What should the Prime Minister make of this cavalcade of claptrap? No doubt about it, he will need a strategy for the medium-to-long term, but the first step is to say No. He need not — and really ought not to — get into the thickets of the debate about mandates and majorities. He speaks as the Prime Minister of a government with an 80-seat majority in the parliament with the legal authority over the constitution.
He can say No on those grounds alone, though it might be politic to make a nod to the pandemic. Scotland is gradually emerging from a crisis that claimed more than 10,000 lives north of the border and will soon have to jump-start the economy and get shutters up and people back to work. This would be an opportune time to remind everyone of what the Union has done for Scotland in the last 12 months alone. Almost £10 billion in additional cash, more than 900,000 Scots kept off the dole queue and a beneficiary of one of the world’s vaccination success stories.
The Union has been more than pulling its weight in the pooling and sharing stakes.
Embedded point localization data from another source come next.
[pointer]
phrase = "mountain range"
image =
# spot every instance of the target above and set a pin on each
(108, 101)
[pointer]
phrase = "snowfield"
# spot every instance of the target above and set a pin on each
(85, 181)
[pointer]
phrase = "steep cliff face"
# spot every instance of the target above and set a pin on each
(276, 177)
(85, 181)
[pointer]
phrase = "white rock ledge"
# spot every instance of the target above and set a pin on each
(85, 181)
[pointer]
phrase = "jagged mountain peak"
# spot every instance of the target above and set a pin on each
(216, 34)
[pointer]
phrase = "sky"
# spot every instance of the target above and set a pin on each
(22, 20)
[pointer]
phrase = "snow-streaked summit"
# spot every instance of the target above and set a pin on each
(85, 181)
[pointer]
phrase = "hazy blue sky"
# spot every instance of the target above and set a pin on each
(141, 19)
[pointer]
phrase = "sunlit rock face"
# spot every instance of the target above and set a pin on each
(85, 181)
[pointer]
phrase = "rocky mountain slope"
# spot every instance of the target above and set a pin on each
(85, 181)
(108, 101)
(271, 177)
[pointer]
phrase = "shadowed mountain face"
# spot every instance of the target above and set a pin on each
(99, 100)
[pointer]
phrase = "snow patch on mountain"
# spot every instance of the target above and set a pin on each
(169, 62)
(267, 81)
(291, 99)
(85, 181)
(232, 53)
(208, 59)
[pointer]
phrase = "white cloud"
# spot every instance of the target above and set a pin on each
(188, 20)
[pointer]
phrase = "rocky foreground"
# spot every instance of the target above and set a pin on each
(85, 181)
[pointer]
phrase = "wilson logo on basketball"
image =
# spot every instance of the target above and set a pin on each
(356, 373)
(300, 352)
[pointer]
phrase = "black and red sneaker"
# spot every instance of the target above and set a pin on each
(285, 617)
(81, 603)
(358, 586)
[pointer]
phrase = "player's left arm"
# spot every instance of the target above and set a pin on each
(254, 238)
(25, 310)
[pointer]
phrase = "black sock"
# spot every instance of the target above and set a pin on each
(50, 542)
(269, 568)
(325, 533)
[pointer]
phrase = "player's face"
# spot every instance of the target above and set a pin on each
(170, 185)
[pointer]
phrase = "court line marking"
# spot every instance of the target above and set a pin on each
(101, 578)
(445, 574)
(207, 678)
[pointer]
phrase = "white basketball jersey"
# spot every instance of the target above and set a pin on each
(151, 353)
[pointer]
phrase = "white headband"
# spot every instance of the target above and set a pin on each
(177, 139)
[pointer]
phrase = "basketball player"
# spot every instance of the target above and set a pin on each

The SNP and its satellites in civil society, academia and media will huff and puff. Candidly, they would find an excuse to huff and puff anyway. The Prime Minister should not allow himself to be frightened by talk of sovereign wills and democratic imperatives. Westminster is sovereign and the only imperative is that the SNP gets on with governing in the interests of the whole of Scotland, not just its increasingly fundamentalist base.
Of course, Sturgeon won’t stop pushing until Westminster settles this matter once and for all, either by allowing another referendum or legislating to put the matter beyond all doubt. This particular can has been kicked almost as far as it will go. That, however, is a constitutional argument and as a matter of politics the Prime Minister is in a strong position — perhaps stronger than he thinks. His own party has performed better than anyone expected (including yours truly), albeit it did so by keeping him on the other side of the Tweed. The Tory flame is undimmed and the Unionist cause livelier than ever. Nationalism is about destruction and while destruction has a certain appeal, working together to build things up will always be more rewarding in the long-run.
Boris Johnson has already demonstrated his commitment to building up Scotland through the UK Shared Prosperity Fund, which is circumventing the sanctum of sanctimony at the foot of the Royal Mile and spending directly where it matters in local communities. This is the kind of positive action that is worthy of a government, and a welcome contrast to the grievance-rousers and wound-pokers who line the benches at Holyrood. There is no moral force to an argument that says a government trying to build something from the constitutional hodge-podge of Britain in 2021 must give way to wreckers bent on tearing it all down. Least of all wreckers who cannot meet the indicia of victory they set for themselves.
The Prime Minister has invited Nicola Sturgeon to work together. It is up to her if she accepts his offer in the spirit in which it was intended or if she seeks fresh avenues for dividing people in the hopes that some day, eventually, the numbers will fall in her favour. If the First Minister does agree to sit down with the Prime Minister, he should congratulate her on retaining the trust of Scotland’s voters, then he should ask her how she intends to live up to it. Another five years of setting Scot against Scot when what we need is common purpose is not the way to go about it. That is why Boris should say No: because Scotland deserves better than a First Minister whose only interest in the country is whether it can deliver her political ambitions.